I'm new to the forum, I've been looking for some information on Hurghada and I came across this forum. A really great place for us expats to get advice and information.

Ok, my question: I am currently living in Cairo, but my husband visited Hurghada a few months ago and he loved it and he really wants to move out there. Everything I've heard about it sounds great aswell, the quietness, the friendly people. It sounds a lot more relaxing than where I am now.
My problem though is that I have me and my children are studying Arabic and Quran and from the short investigations he did we don't know of any centers out there.
So I was wondering if there are any Quran or Arabic centers in Hurghada.
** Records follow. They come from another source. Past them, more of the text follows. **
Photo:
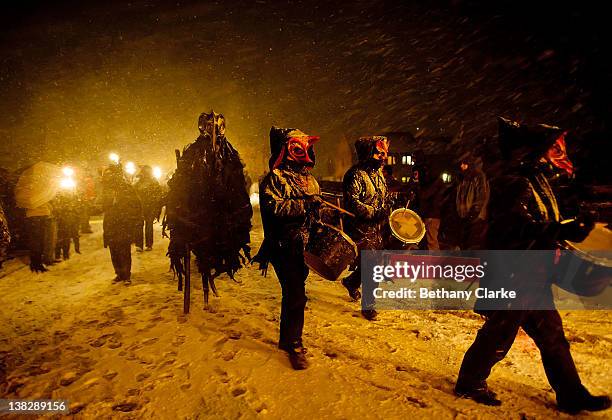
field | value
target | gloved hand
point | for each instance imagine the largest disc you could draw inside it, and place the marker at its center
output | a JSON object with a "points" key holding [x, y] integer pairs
{"points": [[381, 213], [312, 204], [578, 229]]}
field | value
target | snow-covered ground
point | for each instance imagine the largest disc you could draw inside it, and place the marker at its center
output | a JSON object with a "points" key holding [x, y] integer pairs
{"points": [[128, 351]]}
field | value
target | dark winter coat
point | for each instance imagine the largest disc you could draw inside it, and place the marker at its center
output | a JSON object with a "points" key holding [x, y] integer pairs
{"points": [[286, 196], [473, 193], [5, 235], [67, 212], [150, 194], [122, 208], [365, 195], [289, 203], [523, 210]]}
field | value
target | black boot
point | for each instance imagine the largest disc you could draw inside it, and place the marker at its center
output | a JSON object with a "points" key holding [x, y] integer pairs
{"points": [[297, 358], [482, 395], [369, 314], [586, 401], [354, 294]]}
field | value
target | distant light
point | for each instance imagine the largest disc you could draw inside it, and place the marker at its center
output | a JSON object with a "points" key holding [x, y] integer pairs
{"points": [[68, 171], [254, 197], [157, 172], [130, 168], [68, 183]]}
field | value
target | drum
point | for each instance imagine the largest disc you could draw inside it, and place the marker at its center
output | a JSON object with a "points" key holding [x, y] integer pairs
{"points": [[585, 268], [407, 226], [329, 251]]}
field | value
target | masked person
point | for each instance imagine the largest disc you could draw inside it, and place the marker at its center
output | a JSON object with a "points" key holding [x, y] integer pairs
{"points": [[471, 200], [150, 194], [365, 195], [289, 203], [208, 207], [122, 213], [524, 215], [67, 211], [5, 236]]}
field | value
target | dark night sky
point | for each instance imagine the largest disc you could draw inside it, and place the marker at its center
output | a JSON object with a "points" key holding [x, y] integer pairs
{"points": [[79, 79]]}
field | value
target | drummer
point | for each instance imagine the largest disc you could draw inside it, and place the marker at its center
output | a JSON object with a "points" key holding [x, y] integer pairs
{"points": [[365, 195], [289, 203], [524, 214]]}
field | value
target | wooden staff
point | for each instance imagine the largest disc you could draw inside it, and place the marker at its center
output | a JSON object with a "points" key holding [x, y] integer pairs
{"points": [[333, 206]]}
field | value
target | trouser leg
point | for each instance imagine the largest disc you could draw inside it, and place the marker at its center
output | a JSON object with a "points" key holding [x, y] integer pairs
{"points": [[139, 237], [36, 239], [121, 256], [125, 254], [291, 273], [491, 345], [115, 259], [546, 330], [149, 232]]}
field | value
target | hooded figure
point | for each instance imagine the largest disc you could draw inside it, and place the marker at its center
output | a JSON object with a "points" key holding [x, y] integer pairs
{"points": [[471, 200], [524, 215], [5, 235], [150, 194], [365, 195], [208, 208], [122, 213], [289, 204]]}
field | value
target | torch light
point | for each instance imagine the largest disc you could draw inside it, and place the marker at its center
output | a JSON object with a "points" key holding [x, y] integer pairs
{"points": [[157, 172], [130, 168], [67, 184], [68, 171]]}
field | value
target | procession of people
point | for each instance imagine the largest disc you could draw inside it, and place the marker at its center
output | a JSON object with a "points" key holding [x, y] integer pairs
{"points": [[208, 213]]}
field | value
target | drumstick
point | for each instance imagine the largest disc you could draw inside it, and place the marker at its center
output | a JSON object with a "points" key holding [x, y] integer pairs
{"points": [[340, 209]]}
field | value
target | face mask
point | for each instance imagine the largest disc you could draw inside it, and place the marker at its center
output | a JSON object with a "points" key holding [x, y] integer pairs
{"points": [[298, 148], [381, 150], [557, 156], [212, 122]]}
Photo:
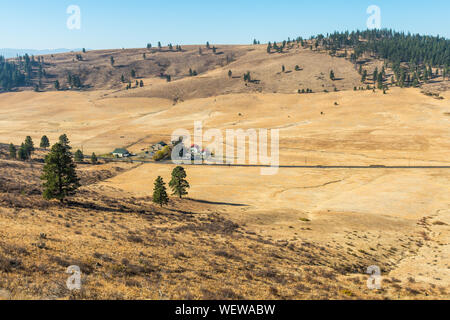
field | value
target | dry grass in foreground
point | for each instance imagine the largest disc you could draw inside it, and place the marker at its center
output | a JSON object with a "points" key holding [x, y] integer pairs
{"points": [[129, 249]]}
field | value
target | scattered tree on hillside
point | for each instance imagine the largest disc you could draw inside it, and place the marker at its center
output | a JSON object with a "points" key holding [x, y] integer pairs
{"points": [[64, 140], [247, 77], [12, 151], [332, 77], [59, 175], [29, 146], [179, 184], [160, 196], [22, 153], [94, 159], [45, 143], [364, 76]]}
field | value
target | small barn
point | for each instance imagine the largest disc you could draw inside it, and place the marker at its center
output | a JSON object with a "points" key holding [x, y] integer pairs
{"points": [[121, 153]]}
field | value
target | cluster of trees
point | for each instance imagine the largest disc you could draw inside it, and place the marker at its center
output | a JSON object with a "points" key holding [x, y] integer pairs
{"points": [[74, 81], [24, 152], [285, 43], [11, 76], [59, 173], [171, 47], [19, 72], [178, 184]]}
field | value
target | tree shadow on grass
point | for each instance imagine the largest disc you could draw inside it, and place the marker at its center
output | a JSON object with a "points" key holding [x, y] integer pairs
{"points": [[218, 203]]}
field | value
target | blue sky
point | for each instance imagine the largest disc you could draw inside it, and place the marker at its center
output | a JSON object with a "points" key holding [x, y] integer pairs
{"points": [[133, 23]]}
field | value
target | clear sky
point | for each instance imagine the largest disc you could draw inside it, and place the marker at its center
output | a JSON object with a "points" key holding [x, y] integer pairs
{"points": [[106, 24]]}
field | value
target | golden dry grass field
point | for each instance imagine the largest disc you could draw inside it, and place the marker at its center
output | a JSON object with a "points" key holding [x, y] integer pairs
{"points": [[306, 232]]}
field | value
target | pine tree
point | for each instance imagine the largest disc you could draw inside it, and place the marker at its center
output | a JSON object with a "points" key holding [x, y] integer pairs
{"points": [[94, 159], [64, 141], [179, 184], [12, 151], [332, 77], [159, 192], [22, 153], [29, 146], [59, 175], [45, 143], [78, 157], [364, 76]]}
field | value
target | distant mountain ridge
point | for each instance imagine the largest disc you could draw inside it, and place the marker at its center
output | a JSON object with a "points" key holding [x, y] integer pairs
{"points": [[11, 53]]}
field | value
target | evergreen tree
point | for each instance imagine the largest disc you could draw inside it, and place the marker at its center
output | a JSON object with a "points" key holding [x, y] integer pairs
{"points": [[179, 184], [364, 76], [45, 143], [78, 157], [64, 141], [332, 77], [12, 151], [375, 75], [94, 159], [380, 81], [22, 153], [29, 146], [159, 192], [59, 175]]}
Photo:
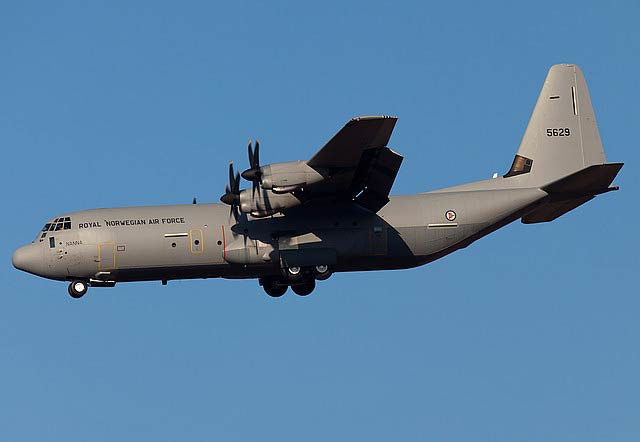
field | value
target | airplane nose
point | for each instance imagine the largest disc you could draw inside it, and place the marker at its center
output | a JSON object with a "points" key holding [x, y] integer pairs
{"points": [[28, 258]]}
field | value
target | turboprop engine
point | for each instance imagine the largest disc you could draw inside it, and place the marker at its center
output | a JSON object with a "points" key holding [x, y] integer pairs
{"points": [[289, 176], [262, 202], [258, 202], [279, 177]]}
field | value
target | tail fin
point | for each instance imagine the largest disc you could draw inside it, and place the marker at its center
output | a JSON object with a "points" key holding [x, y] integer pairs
{"points": [[562, 136]]}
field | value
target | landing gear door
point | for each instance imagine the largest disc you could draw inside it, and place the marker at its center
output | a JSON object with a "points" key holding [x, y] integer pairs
{"points": [[106, 257], [378, 238], [197, 244]]}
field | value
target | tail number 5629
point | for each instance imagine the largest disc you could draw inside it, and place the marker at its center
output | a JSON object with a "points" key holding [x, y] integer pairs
{"points": [[561, 132]]}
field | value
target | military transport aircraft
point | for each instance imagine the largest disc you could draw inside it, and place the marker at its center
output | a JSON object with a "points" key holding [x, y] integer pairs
{"points": [[301, 221]]}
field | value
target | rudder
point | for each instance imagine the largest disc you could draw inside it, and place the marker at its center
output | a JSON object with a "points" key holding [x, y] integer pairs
{"points": [[562, 135]]}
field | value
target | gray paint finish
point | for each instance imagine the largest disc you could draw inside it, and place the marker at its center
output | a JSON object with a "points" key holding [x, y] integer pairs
{"points": [[329, 227]]}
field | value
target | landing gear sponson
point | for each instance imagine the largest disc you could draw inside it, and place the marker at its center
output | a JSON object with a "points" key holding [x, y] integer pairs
{"points": [[302, 280]]}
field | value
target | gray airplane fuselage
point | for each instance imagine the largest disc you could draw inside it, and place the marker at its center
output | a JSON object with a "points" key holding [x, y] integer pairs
{"points": [[302, 221], [204, 241]]}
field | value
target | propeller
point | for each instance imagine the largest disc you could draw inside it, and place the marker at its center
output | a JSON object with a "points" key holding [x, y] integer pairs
{"points": [[232, 192], [254, 173]]}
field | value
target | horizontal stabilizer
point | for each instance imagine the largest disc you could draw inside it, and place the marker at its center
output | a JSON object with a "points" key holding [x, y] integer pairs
{"points": [[592, 180], [553, 210], [573, 191]]}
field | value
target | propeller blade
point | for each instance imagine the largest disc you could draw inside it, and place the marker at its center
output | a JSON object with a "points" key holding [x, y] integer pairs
{"points": [[231, 174], [250, 151], [256, 156], [236, 184]]}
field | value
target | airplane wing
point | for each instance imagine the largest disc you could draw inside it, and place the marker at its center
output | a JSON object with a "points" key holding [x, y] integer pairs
{"points": [[356, 164], [345, 148]]}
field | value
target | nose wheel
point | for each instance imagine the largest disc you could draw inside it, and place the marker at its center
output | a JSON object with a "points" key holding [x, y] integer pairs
{"points": [[77, 289]]}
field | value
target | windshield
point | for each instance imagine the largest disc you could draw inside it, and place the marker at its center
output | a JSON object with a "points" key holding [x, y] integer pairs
{"points": [[61, 223]]}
I know there is an Azhar school which I could put the children in but would like to know if there was anywhere else I could put them. Also somewhere for myself.
If anyone has any information I would really appreciate it.

Thanks.


----------



## hurghadapat (Mar 26, 2010)

Nisa said:


> Hi,
> 
> I'm new to the forum, I've been looking for some information on Hurghada and I came across this forum. A really great place for us expats to get advice and information.
> 
> ...


There is a group in Hurghada called Hurghada Mums if you ask on there i'm sure they will be able to help you.


----------



## Helen Ellis (Aug 9, 2008)

There is a ladies group studying Koran here. If you wish to join them pm me and I will send you the contact details of the organiser. Mixed nationalities, lessons conducted in English. I think one of them will be able to advise you re lessons for children.


----------



## Helen Ellis (Aug 9, 2008)

There is also a Women's group which meets every Wednesday for coffee in the Marina. They are involved in a lot of charity work within the community which may appeal to you, as well as it being a chance to meet other women living in Hurghada.


----------